The Association denies ever trying to stop residents from clearing the drains and are always welcoming help from the residents.
The Placid Bay Civic Association met at 7 p.m. on Sept. 13 to discuss what actions would be taken with Lakeview Drive and the progress being made. Surveys were passed out to residents to list concerns and immediate needs in an attempt to get residents help they desperately needed.
The few residents from the “dark side” who managed to get word of the meeting and make it to the civic center, listened to presentations by VDOT and The PBE Water Company but were still concerned because their needs had not been met.
David Brown, VDOT Resident Administrator for the Northern Neck, spoke to a crowd of more than 50 people, only about 10 of whom were residents of the from the section beyond Lake Placid, including three on the board.

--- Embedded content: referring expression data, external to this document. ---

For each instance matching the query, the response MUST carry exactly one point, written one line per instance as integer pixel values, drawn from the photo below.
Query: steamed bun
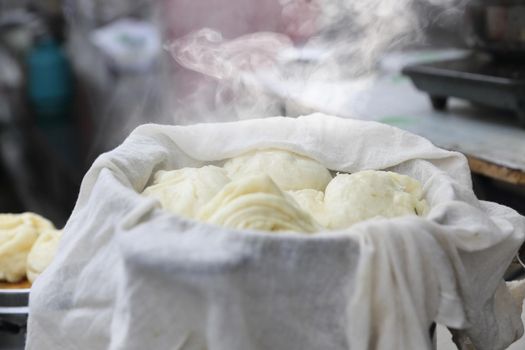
(256, 203)
(185, 190)
(18, 232)
(42, 253)
(312, 202)
(350, 198)
(290, 171)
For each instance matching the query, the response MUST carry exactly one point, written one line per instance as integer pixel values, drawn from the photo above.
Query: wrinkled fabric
(129, 275)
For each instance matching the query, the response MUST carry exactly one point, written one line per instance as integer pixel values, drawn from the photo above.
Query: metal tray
(13, 318)
(476, 78)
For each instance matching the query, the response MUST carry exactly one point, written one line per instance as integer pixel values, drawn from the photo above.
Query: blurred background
(76, 76)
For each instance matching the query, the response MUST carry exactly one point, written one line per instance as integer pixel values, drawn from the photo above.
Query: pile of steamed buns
(277, 190)
(28, 243)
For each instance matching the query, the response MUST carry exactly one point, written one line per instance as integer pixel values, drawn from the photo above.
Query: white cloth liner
(129, 275)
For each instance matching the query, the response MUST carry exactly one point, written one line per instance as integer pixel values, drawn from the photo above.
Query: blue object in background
(49, 82)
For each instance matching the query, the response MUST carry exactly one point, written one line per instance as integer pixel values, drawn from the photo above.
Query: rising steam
(264, 74)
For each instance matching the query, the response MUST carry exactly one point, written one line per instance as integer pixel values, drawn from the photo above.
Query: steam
(265, 74)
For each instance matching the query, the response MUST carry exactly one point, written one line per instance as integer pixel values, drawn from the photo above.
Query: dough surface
(42, 253)
(350, 198)
(18, 232)
(312, 202)
(185, 191)
(290, 171)
(256, 203)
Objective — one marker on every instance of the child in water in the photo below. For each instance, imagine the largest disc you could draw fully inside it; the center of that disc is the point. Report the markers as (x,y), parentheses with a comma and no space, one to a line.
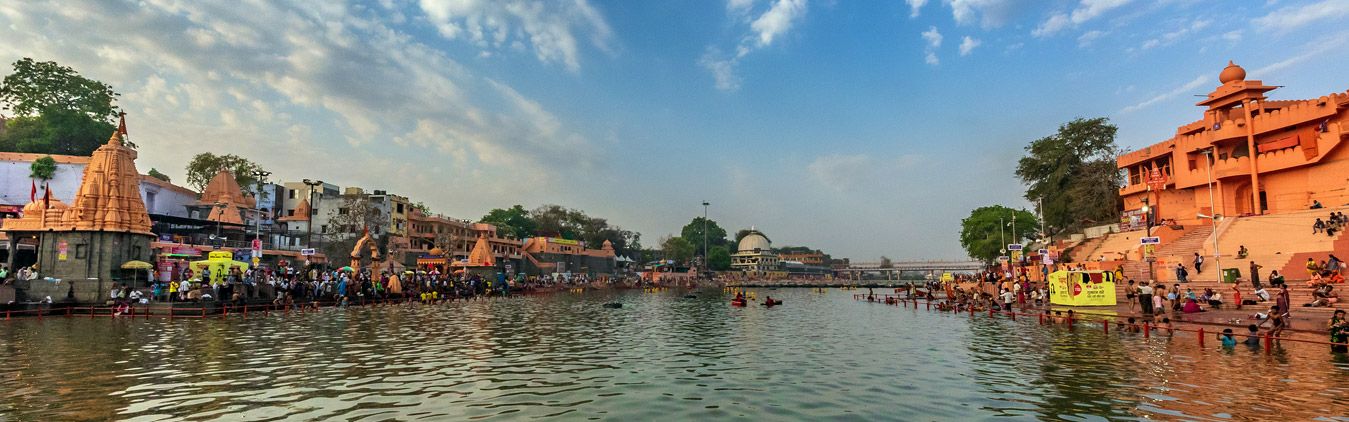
(1228,340)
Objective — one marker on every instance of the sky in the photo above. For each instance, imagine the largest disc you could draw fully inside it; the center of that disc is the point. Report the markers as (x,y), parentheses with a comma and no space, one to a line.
(864,128)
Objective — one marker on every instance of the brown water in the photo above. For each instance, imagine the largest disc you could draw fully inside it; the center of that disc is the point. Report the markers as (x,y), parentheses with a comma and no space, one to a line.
(819,356)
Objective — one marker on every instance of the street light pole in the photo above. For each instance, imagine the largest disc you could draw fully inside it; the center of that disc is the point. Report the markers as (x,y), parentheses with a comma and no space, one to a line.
(261,175)
(706,264)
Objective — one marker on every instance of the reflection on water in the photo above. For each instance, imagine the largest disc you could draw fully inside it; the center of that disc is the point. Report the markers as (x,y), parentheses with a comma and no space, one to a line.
(660,356)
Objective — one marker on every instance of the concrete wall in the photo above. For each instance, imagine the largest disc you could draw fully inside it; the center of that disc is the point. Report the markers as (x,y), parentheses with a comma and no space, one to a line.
(165,201)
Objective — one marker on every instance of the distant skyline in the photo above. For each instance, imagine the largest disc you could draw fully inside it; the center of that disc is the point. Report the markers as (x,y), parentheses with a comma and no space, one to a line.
(862,128)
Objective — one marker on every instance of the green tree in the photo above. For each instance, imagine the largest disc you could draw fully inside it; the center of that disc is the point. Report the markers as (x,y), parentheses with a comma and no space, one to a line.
(984,232)
(677,248)
(1073,175)
(511,221)
(694,233)
(55,109)
(719,259)
(43,169)
(37,88)
(204,166)
(158,175)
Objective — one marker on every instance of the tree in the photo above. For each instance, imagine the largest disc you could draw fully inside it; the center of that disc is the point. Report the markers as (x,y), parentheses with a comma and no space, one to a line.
(55,132)
(205,165)
(43,169)
(1073,174)
(158,175)
(677,248)
(513,221)
(37,88)
(984,232)
(719,259)
(694,233)
(55,109)
(741,235)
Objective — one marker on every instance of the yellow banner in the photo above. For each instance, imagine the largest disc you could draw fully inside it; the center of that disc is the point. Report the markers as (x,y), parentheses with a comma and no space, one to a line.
(1082,287)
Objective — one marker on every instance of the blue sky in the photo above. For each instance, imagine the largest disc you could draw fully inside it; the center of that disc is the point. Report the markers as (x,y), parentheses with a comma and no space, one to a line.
(865,128)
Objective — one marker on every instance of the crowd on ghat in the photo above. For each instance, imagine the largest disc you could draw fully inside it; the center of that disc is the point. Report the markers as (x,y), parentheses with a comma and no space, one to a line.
(1156,302)
(331,286)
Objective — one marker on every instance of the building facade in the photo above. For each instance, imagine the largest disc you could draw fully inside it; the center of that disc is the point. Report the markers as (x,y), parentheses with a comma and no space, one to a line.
(754,255)
(1245,155)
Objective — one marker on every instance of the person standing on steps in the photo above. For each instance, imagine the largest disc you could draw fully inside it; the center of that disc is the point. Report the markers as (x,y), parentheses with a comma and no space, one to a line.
(1255,274)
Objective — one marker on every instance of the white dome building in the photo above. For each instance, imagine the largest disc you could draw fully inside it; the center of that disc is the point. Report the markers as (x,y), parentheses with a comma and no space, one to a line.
(754,255)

Brown reported that VDOT was stalled until the contractor working on replacing the permanent sewer line was finished.
Brown addressed resident concerns that the road would eventually have measures put in place to avoid future problems but stated that the main goal was a temporary fix to allow vehicle traffic to get across and estimated a Thursday or Friday completion for that phase of the project.
Stranded residents were skeptical of that goal, saying the crews working on replacing the permanent sewer are knocking off early.
Brown said Lakeview is considered a secondary road and funding in recent years has not allowed upgrades, but assured residents with the amount of rainfall for the area, even if the road was up to code it would have washed out due to the succession of dam breaks in the area.
The following day residents began to see a marked improvement. VDOT road crews and Franklin Mechanical worked side by side, installing the permanent sewer line then filling in dirt until the work was completed and a temporary dirt road was finished by 7 p.m. on Thursday Sept. 15. More work needs to be done but residents can now leave the subdivision in vehicles.
Cheers could be heard through out the neighborhood when Lakeview Drive reopened.